Hz. Ali
İkinci Müslüman, babası fakirlikten dolayı sıkıntı çektiği için Hz.Peygamberin yanına aldığı ve bakımını üstlendiği, amcasının oğlu Ali oldu. Müslüman olduğunda on yaşlarındaydı. Hz.Peygamber ile eşi Hz. Hatice’nin ibadet ettiklerini gördü:
- Ya Muhammed! Nedir bu?
- Bu, Allah’ın kendisi için seçtiği, peygamberlerini onunla göndermiş olduğu dindir. Ben seni bir olan Allah’a inanmaya, ne yarar ne de zarar veremeyecek olan Lat ve Uzza’yı inkara davet ediyorum.
- Ben bu dini bugüne kadar hiç işitmedim. Babam Ebu Talib’e söylemeden bir iş yapamam.
- Ey Ali! Sana söylediğimi yaparsan yap! Yapmayacaksan da gizli tut ve açığa vurma!
Ali o gece bekledi. Allah kalbine İslam sevgisini düşürdü. Ertesi sabah Hz.Peygamber’in yanına geldi:
- Ya Muhammed! Dün bana söylediğin şey neydi?

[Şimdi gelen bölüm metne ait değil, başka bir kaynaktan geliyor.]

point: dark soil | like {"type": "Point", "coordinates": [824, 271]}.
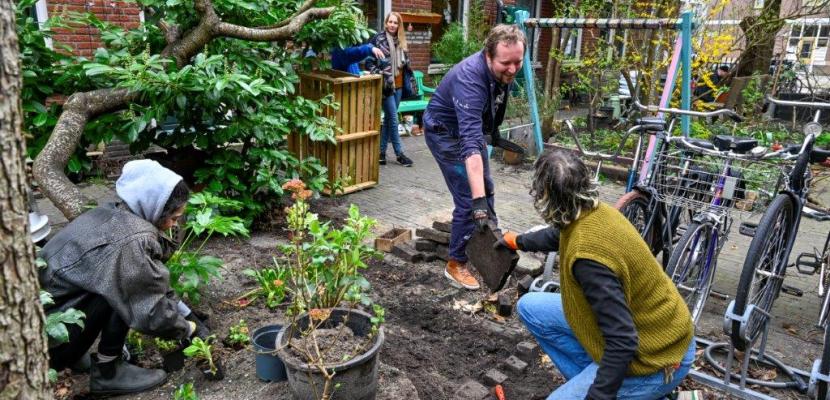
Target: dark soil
{"type": "Point", "coordinates": [335, 344]}
{"type": "Point", "coordinates": [434, 341]}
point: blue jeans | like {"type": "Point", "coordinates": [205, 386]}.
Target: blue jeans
{"type": "Point", "coordinates": [544, 317]}
{"type": "Point", "coordinates": [389, 131]}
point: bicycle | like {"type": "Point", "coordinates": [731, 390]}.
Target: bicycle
{"type": "Point", "coordinates": [820, 264]}
{"type": "Point", "coordinates": [728, 167]}
{"type": "Point", "coordinates": [765, 265]}
{"type": "Point", "coordinates": [657, 224]}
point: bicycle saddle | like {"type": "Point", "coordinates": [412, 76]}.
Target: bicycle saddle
{"type": "Point", "coordinates": [701, 143]}
{"type": "Point", "coordinates": [651, 123]}
{"type": "Point", "coordinates": [736, 144]}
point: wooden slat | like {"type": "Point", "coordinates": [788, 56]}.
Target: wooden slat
{"type": "Point", "coordinates": [355, 125]}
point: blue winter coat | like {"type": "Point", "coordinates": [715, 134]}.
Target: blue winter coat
{"type": "Point", "coordinates": [468, 104]}
{"type": "Point", "coordinates": [347, 59]}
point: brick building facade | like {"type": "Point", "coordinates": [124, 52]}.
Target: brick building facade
{"type": "Point", "coordinates": [84, 40]}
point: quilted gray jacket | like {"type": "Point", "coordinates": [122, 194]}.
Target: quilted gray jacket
{"type": "Point", "coordinates": [112, 252]}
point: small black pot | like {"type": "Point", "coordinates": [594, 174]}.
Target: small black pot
{"type": "Point", "coordinates": [173, 361]}
{"type": "Point", "coordinates": [220, 371]}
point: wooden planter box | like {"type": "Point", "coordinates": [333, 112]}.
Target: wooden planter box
{"type": "Point", "coordinates": [389, 239]}
{"type": "Point", "coordinates": [354, 156]}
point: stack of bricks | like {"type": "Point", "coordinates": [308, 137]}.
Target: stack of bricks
{"type": "Point", "coordinates": [432, 244]}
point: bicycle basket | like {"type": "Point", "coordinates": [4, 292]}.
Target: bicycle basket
{"type": "Point", "coordinates": [697, 182]}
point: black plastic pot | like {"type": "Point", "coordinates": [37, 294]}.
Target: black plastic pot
{"type": "Point", "coordinates": [173, 361]}
{"type": "Point", "coordinates": [356, 379]}
{"type": "Point", "coordinates": [269, 367]}
{"type": "Point", "coordinates": [211, 376]}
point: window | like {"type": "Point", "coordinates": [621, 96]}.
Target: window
{"type": "Point", "coordinates": [796, 32]}
{"type": "Point", "coordinates": [806, 50]}
{"type": "Point", "coordinates": [451, 11]}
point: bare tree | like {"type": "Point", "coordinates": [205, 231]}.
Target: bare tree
{"type": "Point", "coordinates": [23, 358]}
{"type": "Point", "coordinates": [83, 107]}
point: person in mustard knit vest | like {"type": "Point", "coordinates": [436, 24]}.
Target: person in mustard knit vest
{"type": "Point", "coordinates": [619, 329]}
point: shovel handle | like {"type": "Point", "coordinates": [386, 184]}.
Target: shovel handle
{"type": "Point", "coordinates": [500, 393]}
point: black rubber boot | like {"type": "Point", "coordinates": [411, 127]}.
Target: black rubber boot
{"type": "Point", "coordinates": [119, 377]}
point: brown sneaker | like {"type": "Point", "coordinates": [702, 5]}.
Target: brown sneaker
{"type": "Point", "coordinates": [460, 276]}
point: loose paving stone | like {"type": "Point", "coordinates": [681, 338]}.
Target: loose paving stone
{"type": "Point", "coordinates": [471, 390]}
{"type": "Point", "coordinates": [406, 252]}
{"type": "Point", "coordinates": [434, 235]}
{"type": "Point", "coordinates": [514, 364]}
{"type": "Point", "coordinates": [529, 266]}
{"type": "Point", "coordinates": [494, 377]}
{"type": "Point", "coordinates": [524, 284]}
{"type": "Point", "coordinates": [527, 351]}
{"type": "Point", "coordinates": [505, 307]}
{"type": "Point", "coordinates": [425, 245]}
{"type": "Point", "coordinates": [443, 226]}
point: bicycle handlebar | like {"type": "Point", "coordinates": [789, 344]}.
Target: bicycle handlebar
{"type": "Point", "coordinates": [806, 104]}
{"type": "Point", "coordinates": [724, 111]}
{"type": "Point", "coordinates": [786, 153]}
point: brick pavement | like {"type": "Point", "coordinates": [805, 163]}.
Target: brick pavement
{"type": "Point", "coordinates": [414, 197]}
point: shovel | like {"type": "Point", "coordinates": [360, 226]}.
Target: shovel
{"type": "Point", "coordinates": [494, 265]}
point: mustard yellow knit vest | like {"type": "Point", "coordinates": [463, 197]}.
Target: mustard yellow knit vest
{"type": "Point", "coordinates": [664, 325]}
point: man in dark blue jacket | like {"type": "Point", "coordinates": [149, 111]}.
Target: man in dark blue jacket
{"type": "Point", "coordinates": [468, 105]}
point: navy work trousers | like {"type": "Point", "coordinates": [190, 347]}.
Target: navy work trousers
{"type": "Point", "coordinates": [455, 175]}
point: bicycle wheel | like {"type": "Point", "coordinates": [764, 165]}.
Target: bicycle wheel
{"type": "Point", "coordinates": [634, 206]}
{"type": "Point", "coordinates": [824, 367]}
{"type": "Point", "coordinates": [764, 266]}
{"type": "Point", "coordinates": [692, 266]}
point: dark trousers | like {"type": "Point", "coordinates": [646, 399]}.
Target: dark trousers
{"type": "Point", "coordinates": [455, 175]}
{"type": "Point", "coordinates": [100, 319]}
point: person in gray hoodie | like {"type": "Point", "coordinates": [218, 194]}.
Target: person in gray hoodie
{"type": "Point", "coordinates": [109, 263]}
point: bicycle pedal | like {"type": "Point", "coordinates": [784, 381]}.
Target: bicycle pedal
{"type": "Point", "coordinates": [807, 263]}
{"type": "Point", "coordinates": [748, 229]}
{"type": "Point", "coordinates": [792, 291]}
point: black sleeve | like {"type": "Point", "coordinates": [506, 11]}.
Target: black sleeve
{"type": "Point", "coordinates": [605, 295]}
{"type": "Point", "coordinates": [545, 240]}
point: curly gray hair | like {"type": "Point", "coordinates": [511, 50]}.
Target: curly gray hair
{"type": "Point", "coordinates": [562, 188]}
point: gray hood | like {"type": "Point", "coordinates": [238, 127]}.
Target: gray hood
{"type": "Point", "coordinates": [145, 186]}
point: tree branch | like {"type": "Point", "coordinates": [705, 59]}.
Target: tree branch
{"type": "Point", "coordinates": [283, 32]}
{"type": "Point", "coordinates": [171, 32]}
{"type": "Point", "coordinates": [81, 107]}
{"type": "Point", "coordinates": [303, 8]}
{"type": "Point", "coordinates": [49, 165]}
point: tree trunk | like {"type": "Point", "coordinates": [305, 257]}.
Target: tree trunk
{"type": "Point", "coordinates": [23, 358]}
{"type": "Point", "coordinates": [760, 39]}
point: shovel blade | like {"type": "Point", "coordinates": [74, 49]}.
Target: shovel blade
{"type": "Point", "coordinates": [494, 265]}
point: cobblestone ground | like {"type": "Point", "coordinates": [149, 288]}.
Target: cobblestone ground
{"type": "Point", "coordinates": [414, 197]}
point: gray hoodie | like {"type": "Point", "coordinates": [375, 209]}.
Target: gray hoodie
{"type": "Point", "coordinates": [116, 251]}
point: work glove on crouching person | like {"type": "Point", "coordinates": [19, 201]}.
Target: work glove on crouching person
{"type": "Point", "coordinates": [481, 213]}
{"type": "Point", "coordinates": [507, 240]}
{"type": "Point", "coordinates": [197, 328]}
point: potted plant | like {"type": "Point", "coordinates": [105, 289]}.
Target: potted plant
{"type": "Point", "coordinates": [238, 336]}
{"type": "Point", "coordinates": [331, 344]}
{"type": "Point", "coordinates": [202, 350]}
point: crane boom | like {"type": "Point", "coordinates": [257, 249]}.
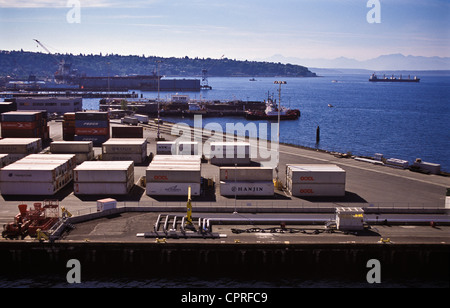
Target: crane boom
{"type": "Point", "coordinates": [46, 49]}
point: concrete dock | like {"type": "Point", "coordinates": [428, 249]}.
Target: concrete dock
{"type": "Point", "coordinates": [388, 194]}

- Kendisinden başka tanrı olmayan ve ortağı bulunmayan Allah’a inanacak ve Ona denk tutulan her çeşit puttan da uzak duracaksın.
Hz.Ali, hemen Müslüman oldu. Fakat müslümanlığını babasından gizli tuttu ve açığa vurmadı.
Hz.Peygamber, namaz vakti gelince, Mekke vadilerine doğru çıkıp gider, Hz.Ali de Onunla birlikte giderdi. Namazlarını oralarda kılarlar, akşamleyin de geri dönerlerdi.
Hz.Ali o günleri şöyle anlatıyor:
Peygamber (sav) ile birlikte Mekke’nin dışında bazı yerlere gitmiştik. Dağların ve ağaçların arasından geçerken, karşısına çıkan hiç bir dağ, hiç bir ağaç yoktu ki, Ona,
- “Esselamü aleyke ya Resullallah!” (Selam olsun sana ey Allah’ın peygamberi)
diye selam vermesin.
Bir süre bu şekilde devam ettiler. Bir gün, Hz.Ali’nin annesi, kocası Ebu Talib’e,
- Ali’nin, Muhammed’in yanına devam ettiğini görüyorum. Senin başına, oğlun hakkında güç yetiremeyeceğin bir iş gelmesinden korkuyorum.
- Oğlum bana bunun için mi görünmüyordu ?
Ebu Talib, bunun üzerine onları aramaya çıktı. Onları bir vadide namaz kılarlarken buldu.
- Ey kardeşimin oğlu! Edindiğini gördüğüm bu din de nedir?
- Ey amca! Bu Allah’ın dinidir. Babamız İbrahim’in dinidir ki beni bununla peygamber olarak gönderdi. Bu yoldaki davetimi kabul etmeye ve bu hususta bana yardımcı olmaya sen herkesten daha layıksın!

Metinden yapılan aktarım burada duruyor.